Working on adding room to the mounting holes right now. It is very tight indeed. It might become only three useful holes and a vestigial fourth hole. Eh.

The switches are to add 330ohm resistors to the I/O lines. PICAXEs need them for servo signals and for LED work. I put them on switches to keep the pins multifunctional and to avoid an endless sea of male headers on the board. If you have another idea on how to do it I’d be keen to hear it, Mr. Andersen.

With v0.6 you reintroduced

With v0.6 you reintroduced 90 degree traces. 

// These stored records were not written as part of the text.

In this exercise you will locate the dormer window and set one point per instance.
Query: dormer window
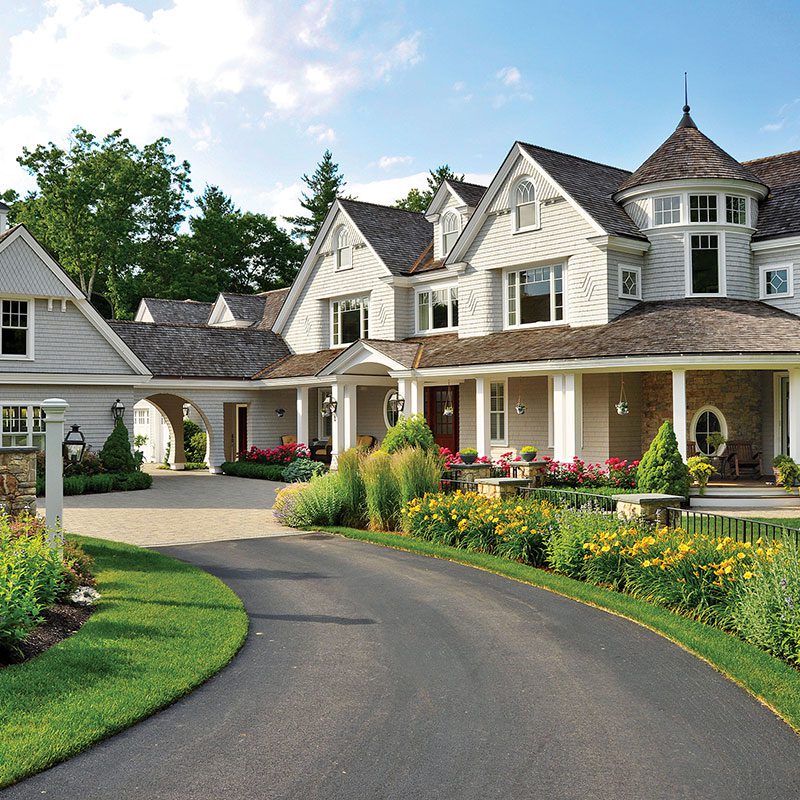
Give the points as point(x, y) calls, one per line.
point(526, 215)
point(702, 208)
point(451, 227)
point(344, 250)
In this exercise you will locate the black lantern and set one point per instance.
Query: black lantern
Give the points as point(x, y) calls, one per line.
point(118, 410)
point(329, 406)
point(74, 445)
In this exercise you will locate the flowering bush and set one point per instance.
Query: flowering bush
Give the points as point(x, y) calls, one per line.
point(282, 454)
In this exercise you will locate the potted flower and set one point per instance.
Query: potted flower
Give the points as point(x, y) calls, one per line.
point(468, 455)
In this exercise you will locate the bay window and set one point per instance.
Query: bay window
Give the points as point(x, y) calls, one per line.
point(535, 296)
point(349, 320)
point(437, 309)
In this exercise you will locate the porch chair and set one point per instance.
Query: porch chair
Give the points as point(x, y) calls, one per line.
point(743, 456)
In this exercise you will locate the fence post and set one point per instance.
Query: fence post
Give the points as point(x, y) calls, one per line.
point(54, 410)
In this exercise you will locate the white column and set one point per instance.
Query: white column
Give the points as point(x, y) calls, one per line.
point(679, 409)
point(303, 414)
point(567, 415)
point(54, 410)
point(350, 416)
point(483, 431)
point(794, 414)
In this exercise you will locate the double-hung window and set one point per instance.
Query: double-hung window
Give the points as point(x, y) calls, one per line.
point(437, 309)
point(15, 327)
point(705, 263)
point(702, 208)
point(667, 210)
point(349, 320)
point(497, 411)
point(22, 426)
point(535, 295)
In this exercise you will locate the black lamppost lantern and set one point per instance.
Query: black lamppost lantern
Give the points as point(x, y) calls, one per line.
point(329, 406)
point(118, 410)
point(74, 444)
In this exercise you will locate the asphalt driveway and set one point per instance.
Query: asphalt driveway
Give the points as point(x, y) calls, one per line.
point(371, 673)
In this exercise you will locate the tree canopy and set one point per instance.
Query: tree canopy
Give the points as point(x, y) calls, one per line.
point(417, 200)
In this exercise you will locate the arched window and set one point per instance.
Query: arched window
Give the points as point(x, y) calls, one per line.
point(451, 227)
point(525, 212)
point(344, 250)
point(707, 421)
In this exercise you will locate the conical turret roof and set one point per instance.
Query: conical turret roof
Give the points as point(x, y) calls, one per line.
point(688, 153)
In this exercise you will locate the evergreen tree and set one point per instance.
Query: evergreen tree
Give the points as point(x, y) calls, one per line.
point(325, 185)
point(662, 469)
point(417, 200)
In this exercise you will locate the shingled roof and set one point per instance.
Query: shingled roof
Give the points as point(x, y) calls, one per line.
point(674, 327)
point(397, 236)
point(591, 185)
point(779, 214)
point(178, 312)
point(688, 153)
point(186, 351)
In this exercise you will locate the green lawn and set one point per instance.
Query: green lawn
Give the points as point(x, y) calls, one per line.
point(773, 682)
point(162, 627)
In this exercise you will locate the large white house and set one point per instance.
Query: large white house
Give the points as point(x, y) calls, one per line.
point(560, 290)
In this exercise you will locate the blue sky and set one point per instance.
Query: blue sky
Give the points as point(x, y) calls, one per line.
point(251, 92)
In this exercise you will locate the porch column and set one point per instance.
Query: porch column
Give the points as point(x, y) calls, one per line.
point(679, 409)
point(567, 415)
point(303, 414)
point(350, 416)
point(794, 414)
point(483, 435)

What is the diameter of those mounting holes? The actual hole is the little circle not the big one in case some do not under stand. I make my hole 2.8mm for little #2 bolts. 

Yes, I’m now working on

Yes, I’m now working on clipping the 90degs on the traces. Good eyes :slight_smile:

The drill holes are 3.2mm which is actually the big circle as you described it. I might opt for those #2 bolts. It seems everyone uses #4-40. That’s the only reason I chose that size.

A #4 fits in the 2.8mm as

A #4 fits in the 2.8mm as well.

Open question: Advantages,

Open question: Advantages, disadvantages of a power plane (5v) on top? I used one on my LCD back pack and it is good for cutting down on traces like the GND plane, but I do not know if it adds noise or if you need some good filtering. Mine seems to work fine.

wikipedia:

Where possible it is good to have a power plane for each ground plane on a board (known as a “plane pair”), as this reduces power supply impedance to the components on the board.

Asked an electrical engineer online friend and he said no problem that he knows of. So a power plane like this might be helpful if you want to cut down on traces or change things around.

** I still don’t get your**

 I still don’t get your power routing to the motor supply. Seems unswitched. I guess it isn’t a problem since the motor driver chip logic won’t be powered?  But it doesn’t see like it’d be hard to run switched power instead.

I also use the 3.2mm holes,

I also use the 3.2mm holes, because in some countries, people use metric bolts, like M3 which needs at least 3mm hole. M2.5 are hard to find, but still you can find them in some places. Besides #4-40 bolts I did not find tinier bolts easy, like in a hardware store or Home Depot. Home Depot does not have smaller bolts and only some hardware stores have smaller bolts. Also, the spacers available at robotics stores are either #4-40 or M3.

Also, I looked at the traces for motors, they are a bit too wide to pass between 2 IC pins. Make sure you do not cross the outside circle for any pad, that is the minimum safe distance. Oh, and I also use a bottom ground plane and a top Vcc (5V) plane, kind of works like a capacitor, you get less electrical noise.